By LabMedica International staff writers
Posted on 17 Apr 2026

Osteosarcoma is a rare but aggressive pediatric bone cancer where recurrence and metastasis remain difficult to detect early. More...

Imaging-based surveillance can miss small lesions and exposes children to repeated scans, while conventional liquid biopsies often struggle because tumors shed little circulating tumor DNA. Clinicians therefore face limited options for minimally invasive disease monitoring. New findings demonstrate that epigenetic signals in blood-derived DNA may correlate with disease status in osteosarcoma.

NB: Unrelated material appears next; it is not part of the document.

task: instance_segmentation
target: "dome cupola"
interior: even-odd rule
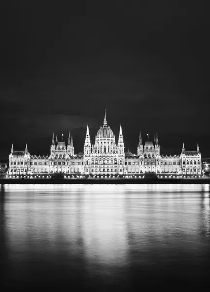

University of Chicago Medicine researchers and collaborators identified epigenetic patterns in fragments of circulating DNA that align with disease state in patients with osteosarcoma. The work, published in npj Precision Oncology, points to a potential blood-based approach for disease tracking. The investigators focused on chemical DNA modifications that regulate gene activity rather than mutation detection alone.

The method, called nano-hmC-seal, chemically labels DNA fragments bearing 5-hydroxymethylcytosine (5‑hmC) to enable genome-wide mapping of gene activity from cell-free DNA (cfDNA). By interrogating epigenetic patterns instead of relying solely on circulating tumor DNA (ctDNA), which is often scarce in osteosarcoma, the strategy provides information similar to RNA sequencing while using plasma DNA rather than tissue biopsies. This framework aims to capture disease-associated transcriptional activity through a minimally invasive blood draw.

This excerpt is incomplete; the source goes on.